Yeah, they're smarter, but they're smarter because they have to be. On defense we teach recklessness, whereas over on that side of the ball they're teaching things like finesse and footwork. Thirty years ago most offenses ran the I formation, and blocking was pretty straightforward. But these days you've got spread offenses and calls being made from the sideline. The passing game has taken over college offenses. When that happened, it got pretty complicated for offensive linemen.

The aforementioned rookie struggle to adjust from college to the pros due to lesser football IQ has been noted to be particularly prevalent for wide receivers. Former NFL head coach Brian Billick noted that "running disciplined routes (both in terms of positioning and timing) and mastering the myriad sight adjustments and choice routes that are a big part of the modern pro game" as among some difficult aspects of a wide receiver's adjustment process. New England Patriots head coach Bill Belichick cited Deion Branch as "one of the smartest receivers" during his tenure with the team.

==Assessment in scouting==
===College===
Football IQ has been documented to be assessed in the recruitment of players by college football programs. In 2011, Los Angeles Times writer Matt Stevens stated that "Defining the multiple parts of athletic intelligence, identifying it in an athlete and recruiting accordingly is a complex and tedious task." Stevens went on to write that "players' intense focus on football may help explain why the sport has a reputation for fielding proportionally more low-performing students."

===NFL===
In the 1970s, the Wonderlic test caught on in the NFL's assessment of players. A measurement of cognitive ability and problem-solving skills, the Wonderlic was part of scouting processes prior in the lead up to the NFL draft. Prospective quarterbacks were required to take the Wonderlic.

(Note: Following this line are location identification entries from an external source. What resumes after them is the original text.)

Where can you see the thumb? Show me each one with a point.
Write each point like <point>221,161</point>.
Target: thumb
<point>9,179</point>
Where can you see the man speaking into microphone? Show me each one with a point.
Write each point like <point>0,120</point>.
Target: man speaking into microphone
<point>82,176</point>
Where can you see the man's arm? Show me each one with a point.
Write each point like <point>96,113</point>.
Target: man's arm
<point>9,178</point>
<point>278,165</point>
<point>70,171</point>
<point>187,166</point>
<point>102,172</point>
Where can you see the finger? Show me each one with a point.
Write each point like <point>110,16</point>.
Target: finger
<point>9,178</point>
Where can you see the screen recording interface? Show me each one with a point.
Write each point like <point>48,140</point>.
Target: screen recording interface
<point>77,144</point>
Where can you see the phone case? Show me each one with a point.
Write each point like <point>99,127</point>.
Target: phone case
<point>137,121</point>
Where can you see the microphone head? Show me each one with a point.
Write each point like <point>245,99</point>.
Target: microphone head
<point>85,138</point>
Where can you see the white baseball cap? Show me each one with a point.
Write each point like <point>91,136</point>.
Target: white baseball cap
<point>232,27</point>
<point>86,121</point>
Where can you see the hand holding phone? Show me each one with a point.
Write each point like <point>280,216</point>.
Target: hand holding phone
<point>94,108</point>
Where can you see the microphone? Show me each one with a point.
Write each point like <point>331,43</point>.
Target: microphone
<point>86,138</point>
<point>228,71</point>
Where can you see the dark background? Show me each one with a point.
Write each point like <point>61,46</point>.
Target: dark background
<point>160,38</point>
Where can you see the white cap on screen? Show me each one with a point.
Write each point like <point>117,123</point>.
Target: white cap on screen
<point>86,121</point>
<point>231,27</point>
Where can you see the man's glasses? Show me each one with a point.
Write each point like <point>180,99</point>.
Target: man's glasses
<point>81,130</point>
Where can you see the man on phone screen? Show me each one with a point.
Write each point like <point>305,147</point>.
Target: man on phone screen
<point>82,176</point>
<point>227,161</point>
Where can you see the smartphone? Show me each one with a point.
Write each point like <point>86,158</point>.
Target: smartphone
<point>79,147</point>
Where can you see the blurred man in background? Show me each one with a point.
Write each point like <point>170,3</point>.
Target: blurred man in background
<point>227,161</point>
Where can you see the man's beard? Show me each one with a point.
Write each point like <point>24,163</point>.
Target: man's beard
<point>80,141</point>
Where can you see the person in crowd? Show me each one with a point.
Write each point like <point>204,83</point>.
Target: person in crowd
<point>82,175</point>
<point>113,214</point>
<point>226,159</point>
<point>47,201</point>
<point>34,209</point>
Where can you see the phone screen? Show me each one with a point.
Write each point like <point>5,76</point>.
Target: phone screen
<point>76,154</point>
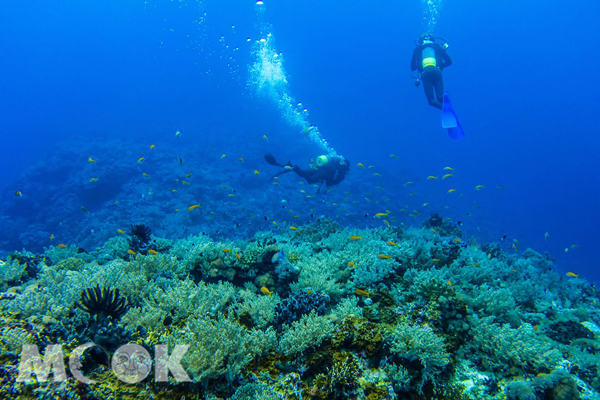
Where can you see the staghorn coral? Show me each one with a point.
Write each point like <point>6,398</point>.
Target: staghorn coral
<point>304,334</point>
<point>219,346</point>
<point>413,342</point>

This assessment was found to be a failed predictor of NFL success in a 2009 Human Performance study by Brian D. Lyons, Brian J. Hoffman, and John W. Michel. Economists David Berri and Rob Simmons also found Wonderlic scores as "all but useless as predictors." The Wonderlic also was criticized for racial bias. A 2011 study by two Cal State Fullerton economics professors found a discrepancy in the rise of draft positions between white and black players regarding an increase from the 25th to the 75th percentile in a Wonderlic score. History, African American studies, and Africana studies professor Derrick White of the University of Kentucky stated that the test likely contributed to placing players in certain positions according to racial stereotypes, a practice called "stacking".

During the 2010s, the NFL and its teams began to adopt other assessments "that claim to gauge how quickly players pick up football-specific concepts and assess behavioral tendencies" in order to discern a player's potential success in the league. The NFL debuted the Player Assessment Test at its 2013 Scouting Combine. A computerized test created by Cyrus Mehri of the Fritz Pollard Alliance, the test measures attributes like aggressiveness alongside cognitive traits. The NFL did not officially administer the Wonderlic at Scouting Combine in 2022.